Loss is the same no matter of network

Artemii_Frolov · January 31, 2019, 10:41pm

I am trying to classify (2 classes) images in my dataset.
First of all, my datasets were highly imbalanced (0.97 against 0.03) and when I tried to train network, test showed me the same numbers for every item ([~0.97 for first class, ~0.03 for the second class]). Loss was around 0.6 every epoch, no matter of learning rate (from 1e-5 to 3).
Then I balanced my classes (50/50) but loss stayed exactly the same! Around 0.6 every epoch, no matter of learning rate (from 1e-5 to 3). Results on the test became also [~0.5 for first class, ~0.5 for the second class]).
Then I tried to train second network (first was convolutional one), this was fc. Results were EXACTLY the same.
What can be problem here?
Here is the code:

class Net(nn.Module):
    def __init__(self):
        super(Net, self).__init__()
        self.conv1 = nn.Conv2d(1, 30, 5, 2)
        self.conv2 = nn.Conv2d(30, 50, 5, 1)
        # self.conv3 = nn.Conv2d(30, 50, 5, 1)
        self.dropout = nn.Dropout2d()
        self.fc1 = nn.Linear(5*5*50, 100)
        self.fc2 = nn.Linear(100, 2)
        

    def forward(self, x):
        x = F.relu(self.conv1(x))
        
        x = F.max_pool2d(x, 2, 2)
        x = F.relu(self.conv2(x))
        x = F.max_pool2d(x, 2, 2)
        #print(x.shape)
        #x = F.relu(self.conv3(x))
        #x = F.max_pool2d(x, 2, 2)
        # print(x.shape)
        x = x.view(-1, 5*5*50)
        x = F.relu(self.fc1(x))
        # x = F.dropout(x, training=self.training)
        x = self.fc2(x)
        #print(x.data.max(), x.data.min() )
        return F.sigmoid(x)

class Net2(nn.Module):
    def __init__(self):
        super(Net2, self).__init__()       
        self.fc1 = nn.Linear(64*64, 8*8)
        self.fc2 = nn.Linear(64, 2)
        

    def forward(self, x):
        x = x.view(-1, 64*64)
        x = F.relu(self.fc1(x))
        # x = F.dropout(x, training=self.training)
        x = self.fc2(x)
        #print(x.data.max(), x.data.min() )
        return F.sigmoid(x)

net = Net2().cuda()

class PillDataset(Dataset):
    def __init__(self):
        self.X = []
        self.y = []
        self.transform = transforms.Compose([transforms.RandomAffine(degrees=[-40,40],
                                                                    translate = [0.1,0.1]),
                                            
                                            transforms.RandomHorizontalFlip(p=0.6),
                                             transforms.RandomVerticalFlip(p=0.5),
                                             transforms.Scale(64),
                                             transforms.ToTensor()])

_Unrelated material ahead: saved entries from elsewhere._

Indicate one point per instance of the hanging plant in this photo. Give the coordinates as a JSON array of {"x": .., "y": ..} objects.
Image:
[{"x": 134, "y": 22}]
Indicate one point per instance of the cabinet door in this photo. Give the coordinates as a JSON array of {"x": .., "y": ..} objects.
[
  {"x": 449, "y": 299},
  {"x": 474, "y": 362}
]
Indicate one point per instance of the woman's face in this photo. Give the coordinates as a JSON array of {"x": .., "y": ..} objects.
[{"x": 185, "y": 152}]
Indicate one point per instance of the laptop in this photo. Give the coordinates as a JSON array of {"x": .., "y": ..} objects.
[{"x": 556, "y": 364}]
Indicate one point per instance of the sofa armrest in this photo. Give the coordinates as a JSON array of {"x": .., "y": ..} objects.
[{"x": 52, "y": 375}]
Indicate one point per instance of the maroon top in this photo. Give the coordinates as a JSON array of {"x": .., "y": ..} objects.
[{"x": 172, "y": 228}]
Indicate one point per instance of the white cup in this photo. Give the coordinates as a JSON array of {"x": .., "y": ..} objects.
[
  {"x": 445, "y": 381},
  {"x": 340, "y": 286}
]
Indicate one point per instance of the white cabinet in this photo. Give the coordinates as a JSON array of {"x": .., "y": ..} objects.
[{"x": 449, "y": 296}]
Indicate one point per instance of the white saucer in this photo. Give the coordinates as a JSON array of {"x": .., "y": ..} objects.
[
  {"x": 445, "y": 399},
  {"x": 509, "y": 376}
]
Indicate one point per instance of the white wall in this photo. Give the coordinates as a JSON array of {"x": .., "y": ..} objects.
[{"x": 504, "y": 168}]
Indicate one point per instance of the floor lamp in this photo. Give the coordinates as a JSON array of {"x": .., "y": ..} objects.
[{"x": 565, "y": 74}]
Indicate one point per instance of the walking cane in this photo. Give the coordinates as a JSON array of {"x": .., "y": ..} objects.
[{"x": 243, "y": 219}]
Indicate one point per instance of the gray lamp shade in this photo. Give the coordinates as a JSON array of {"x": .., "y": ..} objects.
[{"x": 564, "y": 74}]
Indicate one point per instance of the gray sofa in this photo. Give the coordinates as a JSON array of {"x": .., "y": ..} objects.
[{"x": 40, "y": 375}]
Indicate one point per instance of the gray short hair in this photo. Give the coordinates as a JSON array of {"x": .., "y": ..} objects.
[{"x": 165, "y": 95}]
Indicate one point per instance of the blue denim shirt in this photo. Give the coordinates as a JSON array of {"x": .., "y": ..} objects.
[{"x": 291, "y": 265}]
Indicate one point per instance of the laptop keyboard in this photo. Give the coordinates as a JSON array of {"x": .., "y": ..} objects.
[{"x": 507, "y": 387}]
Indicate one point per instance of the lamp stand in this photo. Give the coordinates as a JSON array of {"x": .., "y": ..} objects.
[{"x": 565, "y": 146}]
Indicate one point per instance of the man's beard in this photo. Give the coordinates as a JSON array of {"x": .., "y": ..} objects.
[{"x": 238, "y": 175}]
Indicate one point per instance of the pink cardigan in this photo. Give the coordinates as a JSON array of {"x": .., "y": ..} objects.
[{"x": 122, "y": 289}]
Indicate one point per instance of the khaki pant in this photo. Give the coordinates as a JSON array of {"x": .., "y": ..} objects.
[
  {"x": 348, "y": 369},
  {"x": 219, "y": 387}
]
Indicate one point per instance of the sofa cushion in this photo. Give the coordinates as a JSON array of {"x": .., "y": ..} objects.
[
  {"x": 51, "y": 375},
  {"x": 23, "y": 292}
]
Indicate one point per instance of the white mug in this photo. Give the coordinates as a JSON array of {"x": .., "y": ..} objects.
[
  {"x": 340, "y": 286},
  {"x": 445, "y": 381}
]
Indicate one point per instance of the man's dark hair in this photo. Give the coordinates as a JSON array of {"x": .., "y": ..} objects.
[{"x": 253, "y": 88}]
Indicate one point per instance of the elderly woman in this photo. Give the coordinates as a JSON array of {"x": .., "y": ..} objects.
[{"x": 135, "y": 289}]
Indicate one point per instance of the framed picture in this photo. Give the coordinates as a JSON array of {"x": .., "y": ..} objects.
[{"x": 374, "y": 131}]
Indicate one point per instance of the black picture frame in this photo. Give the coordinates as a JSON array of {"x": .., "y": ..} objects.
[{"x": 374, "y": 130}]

        filenames = os.listdir('./correct/')
        filenames = np.random.choice(filenames, 1000)
        for fn in filenames:
            self.X.append('./correct/'+fn)
            #self.y.append([1, 0])
            self.y.append(1)
        filenames = os.listdir('./defect/')
        for fn in filenames:
            self.X.append('./defect/'+fn)
            #self.y.append([0, 1])
            self.y.append(2)
    def __getitem__(self, index):
        image = Image.open(self.X[index])
        # image = cv2.Laplacian(image,cv2.CV_64F)
        image = self.transform(image)
        label = torch.tensor(self.y[index])
        return image, label

    def __len__(self):
        return len(self.X)


full_dataset = PillDataset()
train_size = int(0.8 * len(full_dataset))
test_size = len(full_dataset) - train_size
train_set, test_set = torch.utils.data.dataset.random_split(full_dataset, [train_size, test_size])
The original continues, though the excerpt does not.